Move state up to the lowest common ancestor that needs it. Composables should be stateless where possible — easier to test and reuse.

  • Stateless composable — receives values and callbacks as parameters; owns no state
  • Stateful composable — holds state via remember or hoists from ViewModel
  • Single source of truth — state lives in one place; composables read and emit, not own
@Composable
fun SearchBar(
  query: String,           // state passed in
  onQueryChange: (String) -> Unit  // event passed out
) { ... }

Compose Performance Profiling — Perfetto & Macrobenchmark

Recomposition Highlighter shows what recomposes; Perfetto shows why it's slow; Macrobenchmark proves it in CI. Use all three — each answers a different question.

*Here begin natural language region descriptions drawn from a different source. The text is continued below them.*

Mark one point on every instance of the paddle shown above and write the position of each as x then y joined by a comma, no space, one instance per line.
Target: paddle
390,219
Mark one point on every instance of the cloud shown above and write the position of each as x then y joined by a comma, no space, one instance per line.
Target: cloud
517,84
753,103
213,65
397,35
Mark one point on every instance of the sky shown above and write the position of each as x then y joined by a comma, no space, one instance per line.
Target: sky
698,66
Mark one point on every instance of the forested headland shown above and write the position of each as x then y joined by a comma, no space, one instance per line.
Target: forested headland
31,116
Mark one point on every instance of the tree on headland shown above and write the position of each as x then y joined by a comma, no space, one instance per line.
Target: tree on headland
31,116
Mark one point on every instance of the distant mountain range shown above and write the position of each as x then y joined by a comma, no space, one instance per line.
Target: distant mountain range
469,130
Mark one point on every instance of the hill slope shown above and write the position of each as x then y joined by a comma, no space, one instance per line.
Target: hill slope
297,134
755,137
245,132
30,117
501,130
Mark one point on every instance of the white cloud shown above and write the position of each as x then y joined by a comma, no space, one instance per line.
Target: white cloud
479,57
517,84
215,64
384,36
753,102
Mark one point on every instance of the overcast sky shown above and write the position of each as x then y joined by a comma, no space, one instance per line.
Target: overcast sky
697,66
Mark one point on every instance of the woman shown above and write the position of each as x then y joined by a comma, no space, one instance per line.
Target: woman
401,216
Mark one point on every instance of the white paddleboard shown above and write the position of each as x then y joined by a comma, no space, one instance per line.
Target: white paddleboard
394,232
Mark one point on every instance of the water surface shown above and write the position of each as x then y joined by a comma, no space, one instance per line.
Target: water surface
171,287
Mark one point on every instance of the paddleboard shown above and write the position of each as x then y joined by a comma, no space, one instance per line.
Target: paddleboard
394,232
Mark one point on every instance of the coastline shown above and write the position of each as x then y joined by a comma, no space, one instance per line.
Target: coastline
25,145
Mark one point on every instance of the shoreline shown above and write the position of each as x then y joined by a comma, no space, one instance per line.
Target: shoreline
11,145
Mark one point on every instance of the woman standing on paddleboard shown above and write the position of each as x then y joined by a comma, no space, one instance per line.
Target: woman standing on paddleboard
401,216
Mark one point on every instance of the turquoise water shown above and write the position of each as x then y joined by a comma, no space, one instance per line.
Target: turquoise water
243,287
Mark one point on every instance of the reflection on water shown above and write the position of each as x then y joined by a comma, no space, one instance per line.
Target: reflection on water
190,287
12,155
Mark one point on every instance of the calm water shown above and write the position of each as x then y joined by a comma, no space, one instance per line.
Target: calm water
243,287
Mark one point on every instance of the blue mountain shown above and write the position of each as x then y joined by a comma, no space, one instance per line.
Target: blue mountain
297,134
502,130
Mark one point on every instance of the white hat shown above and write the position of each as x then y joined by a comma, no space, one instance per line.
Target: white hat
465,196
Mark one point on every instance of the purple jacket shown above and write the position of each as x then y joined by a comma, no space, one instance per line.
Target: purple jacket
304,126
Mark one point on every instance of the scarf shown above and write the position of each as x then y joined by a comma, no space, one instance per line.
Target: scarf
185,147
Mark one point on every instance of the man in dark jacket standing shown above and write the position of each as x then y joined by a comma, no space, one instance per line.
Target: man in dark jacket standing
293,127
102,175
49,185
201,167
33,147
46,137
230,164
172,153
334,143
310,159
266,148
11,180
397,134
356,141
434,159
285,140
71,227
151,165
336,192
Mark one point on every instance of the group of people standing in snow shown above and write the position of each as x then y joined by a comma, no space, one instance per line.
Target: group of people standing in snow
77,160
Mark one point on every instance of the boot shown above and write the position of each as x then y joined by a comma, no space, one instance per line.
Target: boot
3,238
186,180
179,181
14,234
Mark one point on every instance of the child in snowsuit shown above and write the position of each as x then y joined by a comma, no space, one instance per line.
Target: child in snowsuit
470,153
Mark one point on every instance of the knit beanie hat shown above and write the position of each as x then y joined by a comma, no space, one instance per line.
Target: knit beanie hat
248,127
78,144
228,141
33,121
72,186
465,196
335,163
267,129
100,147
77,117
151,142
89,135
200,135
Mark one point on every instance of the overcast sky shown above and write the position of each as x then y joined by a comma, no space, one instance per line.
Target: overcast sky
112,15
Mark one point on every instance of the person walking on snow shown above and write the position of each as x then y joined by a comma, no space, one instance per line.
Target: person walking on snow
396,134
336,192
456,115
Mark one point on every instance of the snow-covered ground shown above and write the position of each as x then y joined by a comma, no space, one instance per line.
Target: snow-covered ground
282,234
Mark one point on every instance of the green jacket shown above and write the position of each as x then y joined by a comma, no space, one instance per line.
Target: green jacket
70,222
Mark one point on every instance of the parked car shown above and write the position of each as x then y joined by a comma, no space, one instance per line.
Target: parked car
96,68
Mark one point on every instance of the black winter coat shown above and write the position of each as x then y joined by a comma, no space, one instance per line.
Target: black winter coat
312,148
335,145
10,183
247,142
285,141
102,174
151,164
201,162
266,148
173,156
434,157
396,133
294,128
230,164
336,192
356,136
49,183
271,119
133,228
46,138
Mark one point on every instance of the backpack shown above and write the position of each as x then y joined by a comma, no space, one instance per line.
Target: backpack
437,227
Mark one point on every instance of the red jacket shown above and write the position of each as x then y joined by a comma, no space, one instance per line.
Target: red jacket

  • Recomposition Highlighter (Layout Inspector) — highlights composables in red when they recompose; use this first to find hot spots
  • Perfetto trace — captures composition, measure, layout, draw phases as Systrace slices; look for frames > 16ms
  • FrameTimingMetric in Macrobenchmark — measures jank (frames > 16ms) in automated CI; catches regressions before release
  • Baseline Profiles (AGP 8+) — pre-compile hot-path bytecode at install time; reduces cold start 20–40% on average, typically toward the lower end for most apps, first-frame latency up to 30%
  • Composition tracing (Compose 1.3+) — emits composable names into Perfetto trace; requires profileable build type
// Macrobenchmark — measure scroll performance in CI
@LargeTest
@RunWith(AndroidJUnit4::class)
class FeedScrollBenchmark {
    @get:Rule
    val rule = MacrobenchmarkRule()

    @Test
    fun scrollFeed() = rule.measureRepeated(
        packageName = "com.example.app",
        metrics = listOf(FrameTimingMetric()),   // captures jank frames
        iterations = 5,
        startupMode = StartupMode.COLD,
        setupBlock = { pressHome() }
    ) {
        startActivityAndWait()
        val feed = device.findObject(By.res("feed_list"))
        feed.setGestureMargin(device.displayWidth / 5)
        feed.fling(Direction.DOWN)
        device.waitForIdle()
    }
}

// Baseline Profile — pre-compile hot paths at install time
// (generated via BaselineProfileRule, shipped in src/main/baseline-prof.txt)
// Reduces cold start 20-40% on average on first run after install

Recommended Libraries

  • Macrobenchmark Official Jetpack library for measuring app startup, scroll jank, and animation smoothness in CI. Integrates with FrameTimingMetric.
  • Benchmark (Microbenchmark) Jetpack library for measuring method-level performance. Use for algorithm benchmarks and serialization speed.
SeniorUses Recomposition Highlighter to spot excessive recompositions
StaffRecords Perfetto traces, interprets composition/draw phases, writes Macrobenchmark to catch regressions
PrincipalOwns the performance budget: defines frame time SLA, integrates Macrobenchmark in release pipeline, ships Baseline Profiles

Interview tip: When discussing Compose performance, say: I'd use the Recomposition Highlighter to find hot spots, verify with a Perfetto trace, then add a Macrobenchmark with FrameTimingMetric to prevent CI regressions. Baseline Profiles ship with the build for 20–40% cold start improvement on average, typically toward the lower end for most apps.